La testimonianza: «Aspettare un bambino e non vedere un futuro»

Dicono che le donne in gravidanza sono più felici, anche più attive. Per me, invece, è stato l’inferno. Avevo già sofferto di depressione anni prima, mi ero curata e dopo vari mesi di antidepressivi avevo potuto sospenderli d’accordo con il mio psichiatra. Allora avevo 17 anni. Sono rimasta incinta a 24, un bambino assolutamente voluto sia da me che da mio marito. E mi preparavo a un’attesa felice, popolata di sogni su quella vita che mi sarebbe cresciuta dentro. Invece…. Da quasi subito nausee a non finire, vomito, tristezza che io collegavo a questo malessere fisico. Speravo che tutto finisse una volta superata la soglia dei tre mesi, ma non è stato così. La mia tristezza è cresciuta, è diventata angoscia. Ricordo quante volte seduta sul bordo della vasca da bagno, dopo aver vomitato e mentre ero sola in casa, facevo amare previsioni per me e per quel bimbo che sì stavo formando. Temevo che si stesse piuttosto mal-formando, che la mia angoscia e i miei desideri di morte potessero influire negativamente sulla sua crescita. Ero disperata. Cercavo di nascondere i miei pianti ‘immotivati’, ma sia mio marito sia mia madre se ne accorgevano e fu mio marito a tirare fuori l’idea di andare dal mio vecchio psichiatra. Io non volevo,  ‘sono incinta’, dicevo, ‘non posso prendere medicine’. Ma Guido non mi lasciò scampo e mi trascinò alla visita.
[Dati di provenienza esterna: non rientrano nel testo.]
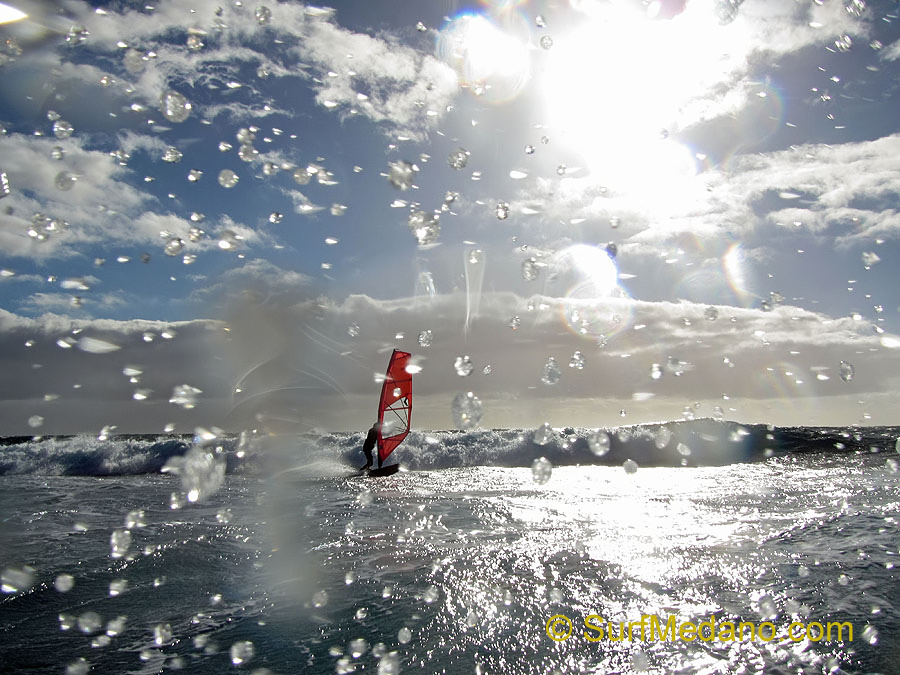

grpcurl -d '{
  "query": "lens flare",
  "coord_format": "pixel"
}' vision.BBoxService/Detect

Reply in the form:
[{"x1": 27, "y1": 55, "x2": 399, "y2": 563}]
[
  {"x1": 544, "y1": 244, "x2": 633, "y2": 343},
  {"x1": 436, "y1": 13, "x2": 531, "y2": 103}
]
Discutemmo insieme al medico le terapie possibili, lo psichiatra mi assicurò che con quegli antidepressivi e a quelle dosi non c’erano assolutamente rischi per il bambino. Ero più a rischio io di far danni con quella negatività e quell’idea di morte che non m’abbandonava.

Per i restanti mesi finalmente fui anch’io una donna in attesa per lo meno serena. Attorno al bimbo che doveva nascere (un bel maschietto come rivelò un’ecografia) cominciai a fare sogni lieti e progetti.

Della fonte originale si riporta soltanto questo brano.